The Text-to-Speech API enables developers to generate human-like speech. The API converts text into audio formats such as WAV, MP3, or Ogg Opus. It also supports Speech Synthesis Markup Language (SSML) inputs to specify pauses, numbers, date and time formatting, and other pronunciation instructions.

In this tutorial, you will focus on using the Text-to-Speech API with Python.

What you'll learn

What you'll need

Codelab-at-a-conference setup

By using a kiosk at Google I/O, a test project has been created and can be accessed by using going to: https://console.cloud.google.com/.

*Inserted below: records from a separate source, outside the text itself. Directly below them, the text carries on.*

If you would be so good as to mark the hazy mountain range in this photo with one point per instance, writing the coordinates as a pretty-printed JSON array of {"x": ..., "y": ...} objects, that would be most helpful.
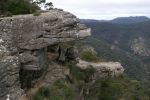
[{"x": 123, "y": 39}]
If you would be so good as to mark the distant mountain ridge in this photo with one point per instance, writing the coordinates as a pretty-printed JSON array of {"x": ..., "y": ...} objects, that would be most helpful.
[
  {"x": 130, "y": 20},
  {"x": 120, "y": 20},
  {"x": 131, "y": 39}
]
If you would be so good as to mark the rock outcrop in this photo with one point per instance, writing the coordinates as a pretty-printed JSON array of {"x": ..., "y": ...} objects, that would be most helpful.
[
  {"x": 103, "y": 70},
  {"x": 23, "y": 44}
]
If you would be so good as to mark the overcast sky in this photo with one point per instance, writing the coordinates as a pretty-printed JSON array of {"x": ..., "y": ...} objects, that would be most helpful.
[{"x": 104, "y": 9}]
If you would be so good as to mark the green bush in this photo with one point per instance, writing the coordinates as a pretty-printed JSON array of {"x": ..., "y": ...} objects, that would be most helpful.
[
  {"x": 59, "y": 91},
  {"x": 36, "y": 14},
  {"x": 90, "y": 56},
  {"x": 42, "y": 93}
]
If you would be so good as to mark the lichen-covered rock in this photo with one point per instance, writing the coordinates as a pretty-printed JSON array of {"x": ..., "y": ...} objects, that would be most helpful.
[
  {"x": 9, "y": 74},
  {"x": 104, "y": 70},
  {"x": 24, "y": 40}
]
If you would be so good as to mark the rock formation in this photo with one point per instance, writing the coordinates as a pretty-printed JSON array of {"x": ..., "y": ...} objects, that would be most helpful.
[
  {"x": 104, "y": 70},
  {"x": 24, "y": 40}
]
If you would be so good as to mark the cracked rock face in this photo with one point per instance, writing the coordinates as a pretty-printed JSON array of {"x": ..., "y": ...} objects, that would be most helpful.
[
  {"x": 23, "y": 43},
  {"x": 104, "y": 70}
]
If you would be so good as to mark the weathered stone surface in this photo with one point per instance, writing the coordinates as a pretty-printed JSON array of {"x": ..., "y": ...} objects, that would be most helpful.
[
  {"x": 104, "y": 70},
  {"x": 26, "y": 38}
]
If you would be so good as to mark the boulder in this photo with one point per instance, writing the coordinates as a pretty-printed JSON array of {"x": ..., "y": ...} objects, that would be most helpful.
[
  {"x": 103, "y": 70},
  {"x": 24, "y": 40}
]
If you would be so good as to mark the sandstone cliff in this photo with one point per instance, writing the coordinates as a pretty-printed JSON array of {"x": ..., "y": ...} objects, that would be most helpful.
[
  {"x": 24, "y": 40},
  {"x": 29, "y": 44}
]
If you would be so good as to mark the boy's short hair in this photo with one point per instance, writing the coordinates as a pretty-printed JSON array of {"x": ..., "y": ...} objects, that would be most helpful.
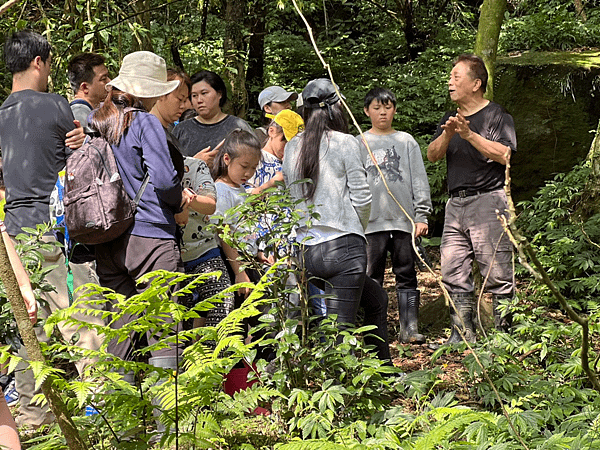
[
  {"x": 382, "y": 95},
  {"x": 22, "y": 47},
  {"x": 81, "y": 69}
]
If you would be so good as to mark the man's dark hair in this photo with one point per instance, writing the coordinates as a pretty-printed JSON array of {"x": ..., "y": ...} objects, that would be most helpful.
[
  {"x": 476, "y": 67},
  {"x": 382, "y": 95},
  {"x": 214, "y": 81},
  {"x": 21, "y": 48},
  {"x": 81, "y": 69}
]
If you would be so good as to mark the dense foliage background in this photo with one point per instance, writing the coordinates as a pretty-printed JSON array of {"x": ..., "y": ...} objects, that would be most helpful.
[{"x": 528, "y": 389}]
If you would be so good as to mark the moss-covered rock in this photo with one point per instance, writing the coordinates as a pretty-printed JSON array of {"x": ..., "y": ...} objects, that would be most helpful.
[{"x": 553, "y": 99}]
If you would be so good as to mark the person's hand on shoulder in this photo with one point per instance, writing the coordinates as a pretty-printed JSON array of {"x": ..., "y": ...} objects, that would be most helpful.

These temporary accounts have existing projects that are set up with billing so that there are no costs associated for you with running this codelab.

Note that all these accounts will be disabled soon after the codelab is over.

Use these credentials to log into the machine or to open a new Google Cloud Console window https://console.cloud.google.com/. Accept the new account Terms of Service and any updates to Terms of Service.

When presented with this console landing page, please select the only project available. Alternatively, from the console home page, click on "Select a Project" :

Start Cloud Shell

While Google Cloud can be operated remotely from your laptop, in this tutorial you will be using Cloud Shell, a command line environment running in the Cloud.

Activate Google Cloud Shell

From the GCP Console click the Cloud Shell icon on the top right toolbar:

If you've never started Cloud Shell before, you'll be presented with an intermediate screen (below the fold) describing what it is. If that's the case, click "Continue" (and you won't ever see it again). Here's what that one-time screen looks like:

It should only take a few moments to provision and connect to the shell environment:

This virtual machine is loaded with all the development tools you'll need. It offers a persistent 5GB home directory, and runs on the Google Cloud, greatly enhancing network performance and authentication. Much, if not all, of your work in this lab can be done with simply a browser or your Google Chromebook.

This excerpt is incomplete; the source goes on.